In the Diocese of Springfield in Illinois, the Survivors Network of those Abused by Priests (SNAP) recently sent a complaint to the Vatican accusing Bishop Thomas Paprocki of “hiding abuser priests.” Calling out what he described as “callousness” on Paprocki’s part, one victim remarked, “Many people do not survive this. I know a man last month who took his own life.” Paprocki is also alleged to have deceived Catholics about credible allegations against Father Peter Harman and rewarded him with a plush assignment despite Harman being the subject of an ongoing lawsuit where he is accused of sexual misconduct and cover-up by multiple witnesses.

Accused clerics know that they can count on the Vatican for cover given the statistic that only 7 of some 150 bishops who were credibly accused of abuse have been laicized to date.  Based on voluminous reports of abuse cover-ups, victims’ advocates estimate that the number of bishops in the world guilty of covering up abuse stands in the thousands.

In a Church where prelates like San Diego Cardinal Robert McElroy are awarded the red hat after covering up the satanic ritual abuse of Rachel Mastrogiacomo by one of his priests, or where bishops like Cardinal Victor Manuel Fernandez could be tasked with heading the Dicastery for the Doctrine of the Faith despite admitting he mishandled abuse allegations, one cannot help but realize that the path to clerical promotion lies over the trampled lives of sex abuse victims.  While scandal-plagued prelates are celebrated by complicit media outlets that often refuse to report clerical abuse, victims are made to watch in silence as their abusers or those who covered up their abuse climb the ladder. On the day Mastrogiacomo watched McElroy’s elevation to the College of Cardinals, she remarked, “Catholic priests, Catholic bishops, and Catholic establishment media outlets have consistently told me through their actions that it would be better that I just disappear.”

Catholics who are thinking about donating to bishop’s appeals or diocesan-taxed weekly collection baskets should ask: Can I accept the fact that my donation may make it possible for clerics accused of abuse or cover-up to live “very well” while their victims are sentenced to a lifetime of trauma? Most Catholics fail to consider how their donations often finance high-priced defense attorneys who have been shown to revictimize abuse victims in Court.
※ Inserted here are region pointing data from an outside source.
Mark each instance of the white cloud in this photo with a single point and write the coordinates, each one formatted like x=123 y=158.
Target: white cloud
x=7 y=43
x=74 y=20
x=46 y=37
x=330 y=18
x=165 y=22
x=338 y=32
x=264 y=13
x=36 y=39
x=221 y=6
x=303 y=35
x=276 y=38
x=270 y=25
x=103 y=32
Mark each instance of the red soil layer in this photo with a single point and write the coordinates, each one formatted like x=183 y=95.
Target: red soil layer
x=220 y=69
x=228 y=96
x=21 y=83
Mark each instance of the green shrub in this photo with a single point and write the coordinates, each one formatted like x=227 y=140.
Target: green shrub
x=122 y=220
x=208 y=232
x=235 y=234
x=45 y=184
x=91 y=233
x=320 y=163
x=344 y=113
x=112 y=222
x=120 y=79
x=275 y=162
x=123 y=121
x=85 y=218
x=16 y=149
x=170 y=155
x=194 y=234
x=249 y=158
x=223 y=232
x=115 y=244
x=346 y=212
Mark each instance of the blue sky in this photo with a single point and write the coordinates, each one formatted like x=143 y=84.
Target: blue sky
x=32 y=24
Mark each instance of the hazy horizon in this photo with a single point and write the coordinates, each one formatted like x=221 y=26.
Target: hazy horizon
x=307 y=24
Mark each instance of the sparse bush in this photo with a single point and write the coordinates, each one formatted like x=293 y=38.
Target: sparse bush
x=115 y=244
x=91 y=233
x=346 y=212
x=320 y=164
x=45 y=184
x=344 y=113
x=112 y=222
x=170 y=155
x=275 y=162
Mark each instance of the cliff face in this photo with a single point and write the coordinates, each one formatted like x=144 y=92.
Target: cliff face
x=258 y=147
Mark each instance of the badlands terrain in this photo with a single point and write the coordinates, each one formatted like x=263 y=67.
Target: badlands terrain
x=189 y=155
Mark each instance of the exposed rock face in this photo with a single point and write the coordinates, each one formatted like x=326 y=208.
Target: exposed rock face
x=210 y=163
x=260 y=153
Catholics who wish to support victims rather than predators and prelates who cover up for them can consider donating to fundraisers such as the Save Our Seminarians Fund where contributions will be used to help apply legal protections to those who have been silenced by corrupt Church officials.

Gene Thomas Gomulka is a sexual abuse victims’ advocate, investigative reporter, and screenwriter. A former Navy (O6) Captain/Chaplain, seminary instructor, and diocesan respect life director, Gomulka was ordained a priest for the Altoona-Johnstown diocese and later made a Prelate of Honor (Monsignor) by St. John Paul II.